Carter and the NFL Players Association have contended the quarterback was released after a repeat violation of the league's substance abuse policy. The agreement between the league and the union precludes such an action. Dallas officials have argued that, while Carter led the Cowboys to a 10-6 record and wild-card playoff berth last season, he was cut loose for performance reasons.
The NFLPA filed for a special master proceeding with Burbank, who presided over the Terrell Owens case early this spring, because such cases provide greater latitude in terms of discovery than do standard grievances. In a special master proceeding, for example, it is likely that Cowboys owner Jerry Jones and coach Bill Parcells would have been compelled to submit to pre-hearing depositions.

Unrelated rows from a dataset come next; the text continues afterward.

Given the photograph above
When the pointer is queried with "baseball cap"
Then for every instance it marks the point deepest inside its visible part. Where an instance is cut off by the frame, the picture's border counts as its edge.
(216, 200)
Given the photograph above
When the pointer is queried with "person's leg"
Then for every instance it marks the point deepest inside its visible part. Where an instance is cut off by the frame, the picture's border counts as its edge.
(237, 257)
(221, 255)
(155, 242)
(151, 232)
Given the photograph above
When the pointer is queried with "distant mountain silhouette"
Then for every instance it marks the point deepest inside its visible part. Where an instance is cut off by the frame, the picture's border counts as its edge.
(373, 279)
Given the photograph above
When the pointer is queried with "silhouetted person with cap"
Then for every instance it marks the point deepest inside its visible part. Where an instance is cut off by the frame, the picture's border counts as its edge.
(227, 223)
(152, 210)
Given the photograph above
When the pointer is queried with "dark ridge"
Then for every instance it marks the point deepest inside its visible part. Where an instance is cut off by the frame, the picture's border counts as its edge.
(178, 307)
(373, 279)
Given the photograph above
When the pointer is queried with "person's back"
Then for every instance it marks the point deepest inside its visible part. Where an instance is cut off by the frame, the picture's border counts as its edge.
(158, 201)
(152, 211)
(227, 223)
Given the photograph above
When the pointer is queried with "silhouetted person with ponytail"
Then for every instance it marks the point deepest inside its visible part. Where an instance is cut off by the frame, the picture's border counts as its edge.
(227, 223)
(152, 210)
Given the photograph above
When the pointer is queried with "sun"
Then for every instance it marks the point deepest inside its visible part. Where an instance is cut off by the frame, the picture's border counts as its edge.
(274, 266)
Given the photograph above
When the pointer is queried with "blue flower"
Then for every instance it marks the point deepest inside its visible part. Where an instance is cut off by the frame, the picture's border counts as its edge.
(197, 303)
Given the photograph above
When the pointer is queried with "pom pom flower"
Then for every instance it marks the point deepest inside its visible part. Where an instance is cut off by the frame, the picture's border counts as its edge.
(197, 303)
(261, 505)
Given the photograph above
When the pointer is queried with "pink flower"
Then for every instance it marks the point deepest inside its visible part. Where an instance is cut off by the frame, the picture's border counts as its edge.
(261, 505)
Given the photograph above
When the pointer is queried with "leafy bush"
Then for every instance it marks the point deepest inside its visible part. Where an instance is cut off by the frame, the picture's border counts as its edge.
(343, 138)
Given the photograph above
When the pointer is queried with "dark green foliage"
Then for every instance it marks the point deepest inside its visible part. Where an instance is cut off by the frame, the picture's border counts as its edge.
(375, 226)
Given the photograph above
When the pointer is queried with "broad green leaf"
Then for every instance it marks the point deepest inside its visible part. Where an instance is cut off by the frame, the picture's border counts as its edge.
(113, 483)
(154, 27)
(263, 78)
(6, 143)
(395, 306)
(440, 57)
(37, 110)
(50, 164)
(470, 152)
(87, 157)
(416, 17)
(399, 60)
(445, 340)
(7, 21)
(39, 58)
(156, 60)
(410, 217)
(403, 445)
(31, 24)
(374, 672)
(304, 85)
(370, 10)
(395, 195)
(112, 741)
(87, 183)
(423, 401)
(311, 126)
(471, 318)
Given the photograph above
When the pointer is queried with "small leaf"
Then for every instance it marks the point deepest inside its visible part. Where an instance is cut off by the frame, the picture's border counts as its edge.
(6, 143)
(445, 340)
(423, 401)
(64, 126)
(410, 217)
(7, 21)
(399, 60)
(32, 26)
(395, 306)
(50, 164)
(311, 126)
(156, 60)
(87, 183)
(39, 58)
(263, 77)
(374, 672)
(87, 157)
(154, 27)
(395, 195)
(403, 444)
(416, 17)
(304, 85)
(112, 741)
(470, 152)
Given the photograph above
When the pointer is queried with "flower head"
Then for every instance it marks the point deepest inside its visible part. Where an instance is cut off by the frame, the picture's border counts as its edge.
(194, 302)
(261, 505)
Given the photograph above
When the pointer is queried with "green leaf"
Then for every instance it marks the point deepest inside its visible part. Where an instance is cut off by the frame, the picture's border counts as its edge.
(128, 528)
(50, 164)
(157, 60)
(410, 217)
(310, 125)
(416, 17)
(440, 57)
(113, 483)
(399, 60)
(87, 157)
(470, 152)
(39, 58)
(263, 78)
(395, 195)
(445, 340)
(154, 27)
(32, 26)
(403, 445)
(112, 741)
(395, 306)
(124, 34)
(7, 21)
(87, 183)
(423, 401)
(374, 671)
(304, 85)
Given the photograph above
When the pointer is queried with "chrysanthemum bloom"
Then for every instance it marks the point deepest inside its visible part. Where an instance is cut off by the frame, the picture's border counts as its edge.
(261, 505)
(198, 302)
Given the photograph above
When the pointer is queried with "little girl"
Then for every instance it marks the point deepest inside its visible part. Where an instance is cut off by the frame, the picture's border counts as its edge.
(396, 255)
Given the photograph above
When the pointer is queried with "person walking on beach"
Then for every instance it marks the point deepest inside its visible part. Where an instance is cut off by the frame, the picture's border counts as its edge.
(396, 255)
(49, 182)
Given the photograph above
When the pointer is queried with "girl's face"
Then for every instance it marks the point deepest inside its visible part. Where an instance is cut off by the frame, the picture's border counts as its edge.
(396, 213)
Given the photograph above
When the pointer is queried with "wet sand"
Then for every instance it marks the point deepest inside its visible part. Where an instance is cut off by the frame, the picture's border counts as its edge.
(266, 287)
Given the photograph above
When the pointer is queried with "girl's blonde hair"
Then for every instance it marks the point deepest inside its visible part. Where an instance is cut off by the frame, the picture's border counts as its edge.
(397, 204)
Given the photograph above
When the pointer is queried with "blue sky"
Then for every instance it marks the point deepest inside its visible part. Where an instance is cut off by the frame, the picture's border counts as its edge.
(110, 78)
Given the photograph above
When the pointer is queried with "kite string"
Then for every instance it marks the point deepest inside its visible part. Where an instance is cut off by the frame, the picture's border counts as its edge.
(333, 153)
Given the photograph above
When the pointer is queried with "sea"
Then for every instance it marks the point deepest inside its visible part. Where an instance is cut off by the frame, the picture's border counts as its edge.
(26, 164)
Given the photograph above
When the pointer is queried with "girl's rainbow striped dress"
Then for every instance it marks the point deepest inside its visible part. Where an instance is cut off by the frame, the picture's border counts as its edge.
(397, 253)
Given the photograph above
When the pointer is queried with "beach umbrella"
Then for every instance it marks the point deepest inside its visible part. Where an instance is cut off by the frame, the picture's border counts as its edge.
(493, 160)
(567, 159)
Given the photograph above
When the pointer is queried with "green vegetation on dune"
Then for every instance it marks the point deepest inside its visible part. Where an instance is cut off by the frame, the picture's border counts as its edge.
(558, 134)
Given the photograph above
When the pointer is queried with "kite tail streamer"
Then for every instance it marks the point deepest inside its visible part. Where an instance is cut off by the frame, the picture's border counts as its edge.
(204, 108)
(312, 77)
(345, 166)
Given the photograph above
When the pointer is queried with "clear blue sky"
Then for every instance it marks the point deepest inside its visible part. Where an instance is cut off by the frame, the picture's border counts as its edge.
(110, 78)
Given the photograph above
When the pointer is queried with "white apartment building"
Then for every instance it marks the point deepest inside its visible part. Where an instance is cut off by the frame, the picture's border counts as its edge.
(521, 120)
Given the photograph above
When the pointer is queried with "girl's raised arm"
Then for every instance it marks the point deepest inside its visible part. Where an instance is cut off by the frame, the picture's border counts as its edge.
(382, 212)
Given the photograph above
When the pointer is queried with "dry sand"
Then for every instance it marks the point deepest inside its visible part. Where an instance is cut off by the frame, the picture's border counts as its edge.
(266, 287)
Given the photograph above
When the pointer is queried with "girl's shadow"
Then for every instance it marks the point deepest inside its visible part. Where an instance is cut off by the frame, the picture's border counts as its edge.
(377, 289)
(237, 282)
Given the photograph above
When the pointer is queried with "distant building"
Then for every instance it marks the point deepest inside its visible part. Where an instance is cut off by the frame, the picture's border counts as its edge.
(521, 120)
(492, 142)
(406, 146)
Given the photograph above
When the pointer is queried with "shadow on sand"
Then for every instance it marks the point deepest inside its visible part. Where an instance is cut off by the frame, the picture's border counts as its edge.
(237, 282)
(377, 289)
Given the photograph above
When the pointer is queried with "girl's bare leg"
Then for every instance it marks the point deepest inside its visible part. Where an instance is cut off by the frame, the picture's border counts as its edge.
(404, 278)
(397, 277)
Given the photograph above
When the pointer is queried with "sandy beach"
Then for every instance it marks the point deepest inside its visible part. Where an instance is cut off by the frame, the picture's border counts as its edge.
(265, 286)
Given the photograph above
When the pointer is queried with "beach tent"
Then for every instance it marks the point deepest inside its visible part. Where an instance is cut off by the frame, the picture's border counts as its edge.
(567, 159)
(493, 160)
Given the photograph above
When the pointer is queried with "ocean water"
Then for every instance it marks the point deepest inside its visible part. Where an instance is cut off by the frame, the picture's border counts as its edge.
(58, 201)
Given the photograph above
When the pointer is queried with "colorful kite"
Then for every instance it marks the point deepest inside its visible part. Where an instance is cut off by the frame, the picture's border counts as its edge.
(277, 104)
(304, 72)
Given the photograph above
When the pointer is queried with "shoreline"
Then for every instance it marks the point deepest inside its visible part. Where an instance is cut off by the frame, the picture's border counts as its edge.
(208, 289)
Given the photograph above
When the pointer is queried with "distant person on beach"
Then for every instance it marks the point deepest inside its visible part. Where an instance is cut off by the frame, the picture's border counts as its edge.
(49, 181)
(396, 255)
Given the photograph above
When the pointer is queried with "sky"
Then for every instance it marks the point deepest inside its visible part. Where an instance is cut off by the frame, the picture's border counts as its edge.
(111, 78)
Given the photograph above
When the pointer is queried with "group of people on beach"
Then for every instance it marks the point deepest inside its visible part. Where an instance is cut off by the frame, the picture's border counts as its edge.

Richard Berthelsen, the NFLPA's general counsel, said the decision by Burbank will not substantially weaken Carter's case. Berthelsen said the NFLPA will also use the Carter case to investigate allegations and the Cowboys may have been conducting drug testing independent of league-administered screenings.
League policy prohibits individual teams from testing players.
A former second-round draft pick who started 31 games for the Cowboys in three years, Carter last week signed a one-year contract with the Jets to serve as a backup to starter Chad Pennington.
Len Pasquarelli is a senior writer for ESPN.com.